Analyst Ratings January 22, 2026

UBS Keeps Neutral Stance on Church & Dwight Ahead of Q4 Earnings

Analysts anticipate moderate growth amid industry challenges and ongoing portfolio adjustments

By Sofia Navarro CHD
UBS Keeps Neutral Stance on Church & Dwight Ahead of Q4 Earnings
CHD

UBS reaffirmed its Neutral rating and $92 price target for Church & Dwight as the company prepares to release its fourth-quarter 2025 earnings. Anticipated earnings per share slightly exceed consensus and guidance, but industry headwinds and product divestitures are expected to temper upside potential. Other firms have issued mixed upgrades, reflecting varied market sentiment.

Key Points

  • UBS maintains Neutral rating with a $92 price target on Church & Dwight ahead of Q4 earnings announcement.
  • Projected Q4 EPS of $0.84 slightly exceeds consensus and company guidance, but challenges in the operating environment limit upside.
  • Recent divestiture of vitamin brands and strategic review indicate portfolio adjustments; sector analyst upgrades reflect mixed market sentiment.

In advance of Church & Dwight Co. Inc.'s upcoming financial disclosure, UBS has maintained its Neutral analyst rating and price target of $92 on the company's stock (NYSE: CHD). The company is scheduled to announce its fourth-quarter 2025 performance results on January 30, prior to market opening, immediately followed by its annual Investor Day event.

UBS projects a quarterly earnings per share (EPS) figure of $0.84, marginally surpassing both the general market consensus and Church & Dwight's own forecast of $0.83. Despite this slight upside, UBS anticipates less robust gains compared to the company's historical performance metrics, attributing this outlook to a "challenging operating environment" faced by the sector.

The investment firm's analysis suggests that investor attention will focus primarily on the initial forward guidance Church & Dwight provides. UBS cautions that this guidance may fall short of the firm's aspirational Evergreen targets, influenced by subdued industry demand and the financial impacts associated with the divestiture of the vitamin, mineral, and supplement (VMS) business.

UBS further comments on the ongoing debate surrounding Church & Dwight's stock within its coverage universe, noting a divided market perspective. Supporters emphasize favorable sequential comparisons anticipated in the first quarter of 2026 and the potential for organic growth surpassing average rates. Conversely, skeptics express concerns that the market's optimism may be excessive and that current valuation levels offer limited margin for error.

Ultimately, UBS balances these viewpoints by acknowledging a fundamentally positive outlook for the company's early 2026 operations, while also indicating that such positive expectations appear largely accounted for in present valuations.

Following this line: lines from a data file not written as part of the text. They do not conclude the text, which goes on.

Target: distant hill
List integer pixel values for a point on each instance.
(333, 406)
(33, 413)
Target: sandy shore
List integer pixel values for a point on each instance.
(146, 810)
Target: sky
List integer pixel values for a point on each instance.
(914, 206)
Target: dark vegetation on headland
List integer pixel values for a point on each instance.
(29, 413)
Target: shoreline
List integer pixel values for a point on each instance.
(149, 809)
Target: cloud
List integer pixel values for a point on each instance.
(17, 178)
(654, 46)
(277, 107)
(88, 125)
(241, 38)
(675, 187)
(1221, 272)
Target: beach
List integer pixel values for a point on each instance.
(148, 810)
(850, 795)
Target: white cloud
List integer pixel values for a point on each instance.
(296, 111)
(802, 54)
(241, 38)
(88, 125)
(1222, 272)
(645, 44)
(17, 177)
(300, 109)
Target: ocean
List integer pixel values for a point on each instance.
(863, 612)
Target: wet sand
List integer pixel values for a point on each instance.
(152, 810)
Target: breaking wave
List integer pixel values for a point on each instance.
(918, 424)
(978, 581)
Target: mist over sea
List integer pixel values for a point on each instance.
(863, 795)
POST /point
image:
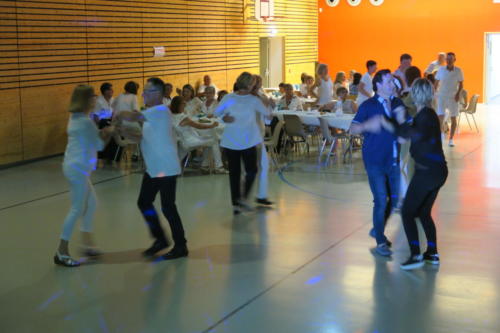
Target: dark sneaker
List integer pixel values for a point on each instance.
(155, 248)
(264, 202)
(413, 262)
(176, 253)
(431, 258)
(383, 250)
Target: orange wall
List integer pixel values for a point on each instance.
(348, 36)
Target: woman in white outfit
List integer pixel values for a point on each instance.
(80, 157)
(324, 85)
(189, 138)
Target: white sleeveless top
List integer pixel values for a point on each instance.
(325, 91)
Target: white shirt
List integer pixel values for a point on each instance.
(167, 101)
(244, 132)
(209, 110)
(325, 91)
(433, 67)
(367, 86)
(202, 88)
(83, 143)
(158, 143)
(295, 104)
(103, 109)
(193, 107)
(448, 81)
(125, 102)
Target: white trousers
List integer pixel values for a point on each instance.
(263, 175)
(83, 202)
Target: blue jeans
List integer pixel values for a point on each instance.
(384, 183)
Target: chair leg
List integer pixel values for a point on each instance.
(475, 124)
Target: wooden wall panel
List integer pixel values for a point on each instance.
(49, 46)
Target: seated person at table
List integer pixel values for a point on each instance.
(348, 106)
(290, 101)
(189, 138)
(207, 82)
(221, 95)
(307, 86)
(167, 98)
(210, 103)
(353, 87)
(193, 104)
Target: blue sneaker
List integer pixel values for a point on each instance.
(383, 250)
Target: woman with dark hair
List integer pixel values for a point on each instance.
(353, 87)
(193, 105)
(241, 137)
(80, 157)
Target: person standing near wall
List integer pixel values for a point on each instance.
(449, 85)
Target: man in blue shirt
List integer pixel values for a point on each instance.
(381, 152)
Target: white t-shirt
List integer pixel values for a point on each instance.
(193, 107)
(158, 143)
(433, 67)
(448, 81)
(368, 87)
(103, 109)
(125, 102)
(244, 132)
(83, 143)
(325, 91)
(202, 88)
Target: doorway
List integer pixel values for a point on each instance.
(272, 55)
(492, 68)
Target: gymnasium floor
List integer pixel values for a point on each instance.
(304, 266)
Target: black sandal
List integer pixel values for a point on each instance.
(64, 260)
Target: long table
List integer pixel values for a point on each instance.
(311, 118)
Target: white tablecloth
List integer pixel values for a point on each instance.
(311, 118)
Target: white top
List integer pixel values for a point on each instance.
(83, 144)
(209, 110)
(304, 91)
(158, 144)
(193, 107)
(125, 102)
(295, 104)
(103, 109)
(368, 87)
(448, 81)
(433, 67)
(167, 101)
(244, 132)
(325, 91)
(202, 88)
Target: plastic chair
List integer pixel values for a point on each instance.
(470, 110)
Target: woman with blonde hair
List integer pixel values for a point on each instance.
(80, 157)
(323, 85)
(241, 136)
(430, 175)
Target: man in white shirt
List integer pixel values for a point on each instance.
(404, 63)
(167, 98)
(449, 85)
(365, 89)
(103, 110)
(434, 66)
(207, 82)
(159, 149)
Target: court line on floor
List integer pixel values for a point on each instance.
(275, 284)
(62, 192)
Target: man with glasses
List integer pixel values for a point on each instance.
(381, 153)
(159, 150)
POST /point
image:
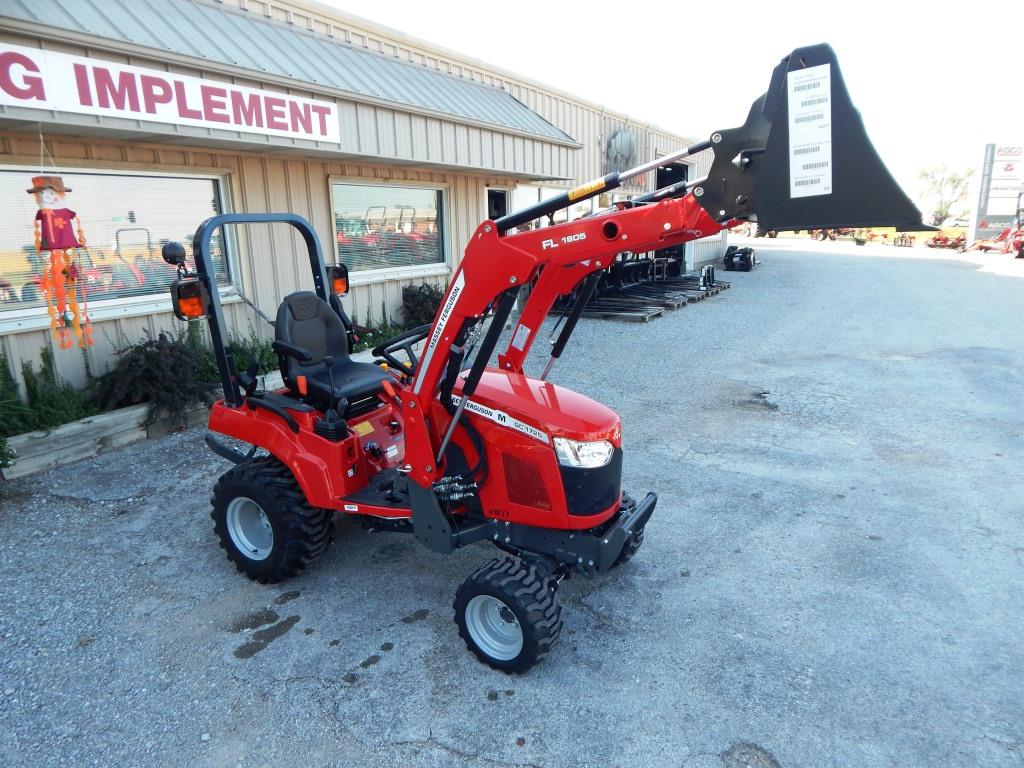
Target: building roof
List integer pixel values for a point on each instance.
(215, 33)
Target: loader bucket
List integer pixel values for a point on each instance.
(803, 159)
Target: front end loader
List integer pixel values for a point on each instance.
(442, 442)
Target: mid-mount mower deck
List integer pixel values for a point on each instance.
(455, 451)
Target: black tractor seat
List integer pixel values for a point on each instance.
(307, 331)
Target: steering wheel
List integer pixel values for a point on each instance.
(403, 341)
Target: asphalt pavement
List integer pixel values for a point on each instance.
(833, 577)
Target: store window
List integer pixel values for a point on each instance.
(386, 226)
(125, 218)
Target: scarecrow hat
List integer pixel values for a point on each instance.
(47, 182)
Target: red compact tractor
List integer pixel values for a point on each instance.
(437, 442)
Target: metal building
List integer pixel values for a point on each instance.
(160, 113)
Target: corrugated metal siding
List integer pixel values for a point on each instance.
(271, 260)
(372, 130)
(226, 35)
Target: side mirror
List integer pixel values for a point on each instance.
(337, 275)
(173, 253)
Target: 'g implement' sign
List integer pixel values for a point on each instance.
(46, 80)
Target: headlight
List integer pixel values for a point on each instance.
(584, 455)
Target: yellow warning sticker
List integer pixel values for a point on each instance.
(584, 189)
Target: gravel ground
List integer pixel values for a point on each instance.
(833, 577)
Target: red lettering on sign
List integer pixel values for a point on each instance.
(123, 94)
(301, 119)
(182, 99)
(322, 113)
(214, 102)
(28, 87)
(155, 91)
(246, 109)
(274, 113)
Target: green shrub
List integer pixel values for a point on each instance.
(371, 337)
(52, 401)
(251, 347)
(420, 303)
(171, 373)
(15, 417)
(7, 455)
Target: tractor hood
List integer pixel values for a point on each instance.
(803, 159)
(541, 409)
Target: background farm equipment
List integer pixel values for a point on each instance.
(738, 259)
(941, 240)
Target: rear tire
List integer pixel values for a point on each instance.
(508, 614)
(263, 522)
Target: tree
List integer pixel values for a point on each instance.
(944, 187)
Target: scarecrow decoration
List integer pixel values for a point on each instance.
(59, 231)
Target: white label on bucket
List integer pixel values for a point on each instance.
(810, 131)
(520, 338)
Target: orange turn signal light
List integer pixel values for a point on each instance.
(338, 274)
(189, 298)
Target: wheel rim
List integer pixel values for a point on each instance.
(249, 528)
(494, 628)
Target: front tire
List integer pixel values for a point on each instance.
(264, 524)
(508, 614)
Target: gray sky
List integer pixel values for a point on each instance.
(934, 81)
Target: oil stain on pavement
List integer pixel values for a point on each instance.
(286, 597)
(253, 620)
(745, 755)
(262, 638)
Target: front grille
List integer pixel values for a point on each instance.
(589, 492)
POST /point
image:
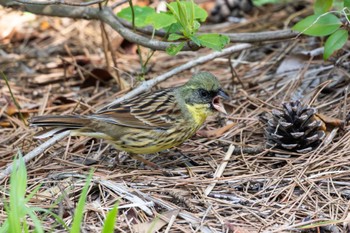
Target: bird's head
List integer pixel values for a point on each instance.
(203, 91)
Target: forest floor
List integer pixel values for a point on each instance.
(49, 63)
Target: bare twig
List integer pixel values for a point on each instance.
(106, 15)
(37, 151)
(147, 85)
(220, 169)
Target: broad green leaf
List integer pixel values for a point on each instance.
(174, 36)
(160, 20)
(347, 3)
(214, 41)
(334, 42)
(141, 14)
(322, 6)
(174, 28)
(315, 25)
(173, 49)
(199, 13)
(196, 40)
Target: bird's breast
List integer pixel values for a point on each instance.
(199, 112)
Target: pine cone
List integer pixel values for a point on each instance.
(295, 129)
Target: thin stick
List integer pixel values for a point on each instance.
(37, 151)
(220, 170)
(152, 82)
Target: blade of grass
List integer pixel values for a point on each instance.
(79, 211)
(111, 218)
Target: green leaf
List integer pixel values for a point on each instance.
(322, 6)
(198, 13)
(79, 211)
(334, 42)
(108, 224)
(347, 3)
(141, 14)
(174, 28)
(174, 36)
(196, 40)
(160, 20)
(214, 41)
(173, 49)
(315, 25)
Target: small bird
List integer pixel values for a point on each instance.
(150, 122)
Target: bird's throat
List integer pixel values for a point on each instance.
(199, 112)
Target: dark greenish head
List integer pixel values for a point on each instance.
(204, 89)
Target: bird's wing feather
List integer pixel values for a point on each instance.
(147, 111)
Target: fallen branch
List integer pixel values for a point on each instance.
(147, 85)
(34, 153)
(60, 8)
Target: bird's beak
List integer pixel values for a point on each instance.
(217, 104)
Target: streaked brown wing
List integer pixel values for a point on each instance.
(147, 111)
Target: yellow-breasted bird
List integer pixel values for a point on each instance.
(150, 122)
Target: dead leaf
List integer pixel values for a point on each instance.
(216, 132)
(156, 224)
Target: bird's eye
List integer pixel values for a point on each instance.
(203, 93)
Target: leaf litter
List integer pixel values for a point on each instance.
(55, 67)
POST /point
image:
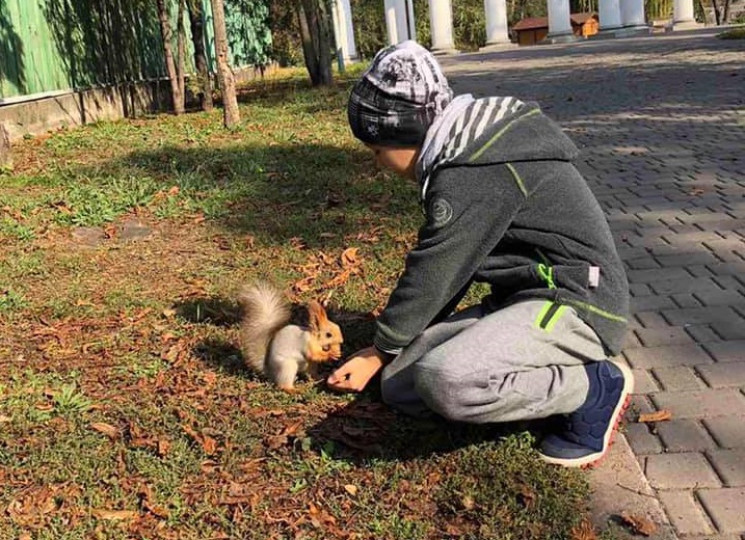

In a related update, Church & Dwight recently reported stronger-than-expected results for the third quarter of 2025. The company delivered adjusted EPS of $0.81, exceeding the anticipated $0.74, and posted revenues of $1.59 billion against estimates of $1.53 billion. Additionally, the firm announced an agreement to sell its VitaFusion and L’il Critters vitamin brands to Piping Rock Health Products, with the transaction expected to finalize by the end of 2025. This move follows a strategic review focusing on the firm’s vitamin, minerals, and supplement segment, which is projected to represent less than 5% of 2025 net sales.

Analyst reactions to these developments have been varied. Raymond James upgraded Church & Dwight’s rating from Market Perform to Outperform, assigning a $100 price target. Similarly, Jefferies raised its rating from Hold to Buy, lifting its price target to $102, citing a reassessment of the sector’s valuation. Meanwhile, Evercore ISI sustained an In Line rating with a $101 price target, describing the fourth quarter as a transitional phase for the company. Collectively, these viewpoints highlight a mix of strategic repositioning and commendable earnings momentum for Church & Dwight.

Risks

  • Potential downside risk if initial guidance falls short of Evergreen goals due to weaker industry demand and impacts from VMS divestiture.
  • Market valuation currently leaves limited room for error, increasing sensitivity to earnings or guidance misses.
  • Operating environment described as challenging, hinting at external market or economic uncertainties affecting performance.